Economia

Quando la finanza diventa insostenibile

Le vendite di fondi comuni di investimento incentrati sul clima sono diminuite del 75% in due anni. Secondo i dati Morningstar, nel 2023 il nuovo influsso è sceso a 37,8 miliardi di dollari
Credit: Freddie Collins  

Azzurra Rinaldi
Azzurra Rinaldi economista
Tempo di lettura 4 min lettura
31 gennaio 2024 Aggiornato alle 06:30

Mentre le temperature globali salgono e in quasi ogni parte del mondo si è costretti a fronteggiare le emergenze climatiche, la finanza sostenibile va in crisi. Infatti, le vendite di fondi comuni di investimento incentrati sul clima sono diminuite del 75% in due anni.

Secondo i dati Morningstar citati dal Financial Times, il nuovo influsso di denaro incanalato nei fondi comuni di investimento focalizzati sul clima è sceso a 37,8 miliardi di dollari nel 2023, con un crollo verticale rispetto ai 151 dollari del 2021. Si tratta dell’anno peggiore in termini di afflussi netti dal 2019.

Solo nel 2023, negli Stati Uniti, i legislatori repubblicani di ben dodici stati hanno emanato normative anti-Esg, i parametri di sostenibilità ambientale, sociale e di governance. Attualmente, sono diciannove gli Stati negli Usa che hanno leggi di questo tipo.

Si parla di investimenti “woke”, letteralmente “svegliati”, ma in realtà traducibili come consapevoli rispetto alle ingiustizie. Questo termine, mutuato dalla cultura afro-americana, in alcuni ambienti sta diventando quasi un insulto (quindi, mi par di capire, essere consapevoli e impegnati non va bene…).

La finanza è uno di quelli. Quando è abbinato agli investimenti, il termine “woke” attira non solo commenti negativi ma anche reazioni politiche. Come abbiamo visto, negli Stati Uniti la tendenza anche legislativa è stat quella di limitare o eliminare notevolmente gli investimenti “woke”, ovvero quelli più sostenibili sotto il profilo ambientale, sociale e di governance.

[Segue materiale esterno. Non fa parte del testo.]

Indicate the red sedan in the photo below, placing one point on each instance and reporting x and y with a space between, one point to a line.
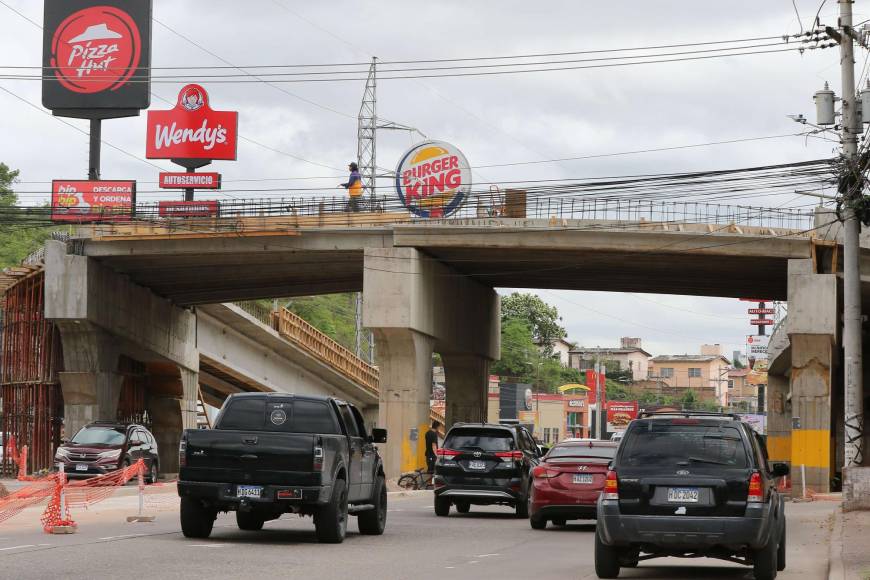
568 480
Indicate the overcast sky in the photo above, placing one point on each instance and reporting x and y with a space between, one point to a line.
493 119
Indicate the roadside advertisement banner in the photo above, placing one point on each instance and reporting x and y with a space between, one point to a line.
192 130
89 201
96 57
433 179
205 208
620 414
186 180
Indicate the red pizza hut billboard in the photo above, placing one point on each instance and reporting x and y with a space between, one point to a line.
192 130
620 414
96 57
206 208
90 201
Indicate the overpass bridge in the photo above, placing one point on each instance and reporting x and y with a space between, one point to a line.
428 286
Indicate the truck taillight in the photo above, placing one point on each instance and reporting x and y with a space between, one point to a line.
756 493
318 458
182 451
611 486
510 455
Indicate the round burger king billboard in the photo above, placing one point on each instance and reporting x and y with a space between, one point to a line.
433 179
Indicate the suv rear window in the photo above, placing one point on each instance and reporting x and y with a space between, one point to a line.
288 416
683 443
480 439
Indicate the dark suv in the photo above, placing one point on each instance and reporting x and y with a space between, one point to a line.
690 485
485 464
101 447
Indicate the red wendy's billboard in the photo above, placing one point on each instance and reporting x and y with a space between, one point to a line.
96 57
192 130
88 201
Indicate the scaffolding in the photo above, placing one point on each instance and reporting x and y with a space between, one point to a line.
31 401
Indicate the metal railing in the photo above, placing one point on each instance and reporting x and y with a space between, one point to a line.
381 210
298 331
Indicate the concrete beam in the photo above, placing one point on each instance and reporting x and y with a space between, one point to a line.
80 290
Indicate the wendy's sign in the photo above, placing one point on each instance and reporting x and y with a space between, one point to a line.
192 132
96 57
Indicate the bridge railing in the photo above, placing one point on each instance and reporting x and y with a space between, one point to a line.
301 333
509 205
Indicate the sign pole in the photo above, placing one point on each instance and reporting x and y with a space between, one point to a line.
94 152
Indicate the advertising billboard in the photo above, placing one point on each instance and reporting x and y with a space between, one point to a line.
89 201
192 130
204 208
96 58
433 179
620 414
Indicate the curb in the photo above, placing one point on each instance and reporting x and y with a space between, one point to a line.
836 568
409 493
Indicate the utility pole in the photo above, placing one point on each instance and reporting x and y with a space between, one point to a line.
850 186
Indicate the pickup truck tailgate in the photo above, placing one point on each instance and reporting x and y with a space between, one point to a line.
262 457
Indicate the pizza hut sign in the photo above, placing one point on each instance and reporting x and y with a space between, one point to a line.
192 130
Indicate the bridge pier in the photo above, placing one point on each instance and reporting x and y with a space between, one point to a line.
416 305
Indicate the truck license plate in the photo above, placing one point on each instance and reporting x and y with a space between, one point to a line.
683 494
248 491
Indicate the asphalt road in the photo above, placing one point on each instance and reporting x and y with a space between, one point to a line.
486 543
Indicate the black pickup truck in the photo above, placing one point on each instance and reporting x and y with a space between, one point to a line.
275 453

Negli Usa, gli ambienti dai quali giungono queste critiche sono legati soprattutto alla destra conservatrice. E sembrano proprio il canto del cigno: il disperato tentativo di chi ha sguazzato nei propri privilegi, senza preoccuparsi troppo del resto del mondo, con il quale perfino ora, che la Terra non ne può più di noi e il tempo stringe, proprio non vuole scendere a patti.

Almeno, questo è quanto emerge dai dati di Morgan Stanley, secondo cui il 50% degli investitori e, più in dettaglio, quasi il 75% degli investitori Millennial hanno apportato modifiche agli investimenti – o hanno pianificato di farlo – in una prospettiva di maggiore consapevolezza ambientale e sociale. Viva i Millennial, quindi!

E invece, alcuni investitori e perfino alcune personalità dello showbiz conservatrici stanno investendo milioni di dollari per costruire quella che chiamano “economia parallela” (o anche, in maniera ancora più rivelatrice, “economia patriottica”). Cioè, al grido di “non si può più dire niente”, stanno investendo i propri soldi per creare un universo parallelo fatto di mezzi di comunicazione, così come altre attività in diversi settori produttivi, che si rivolgono al pubblico conservatore nel tentativo di combattere il “risveglio”.

E siamo arrivati al punto che i conservatori hanno montato la protesta contro quei marchi che hanno espresso il proprio impegno nei confronti della comunità Lgbtq+, dell’equità o delle cause femministe.

Hanno boicottato perfino Bud Light (non riesco a immaginare niente di più macho di una buona birra fredda, eppure…). Pare volessero punirla perché aveva lanciato una campagna di marketing con la star trans* Dylan Mulvaney.

Insomma, il mondo al contrario (questa l’ho già sentita…).

Chissà perché, ci ostiniamo a non capire che l’Homo Oeconomicus è un narcisista patologico e che, per fortuna, non esiste. E perché non vogliamo davvero convincerci che il benessere individuale si raggiunge solo insieme al benessere collettivo (e non in alternativa a esso).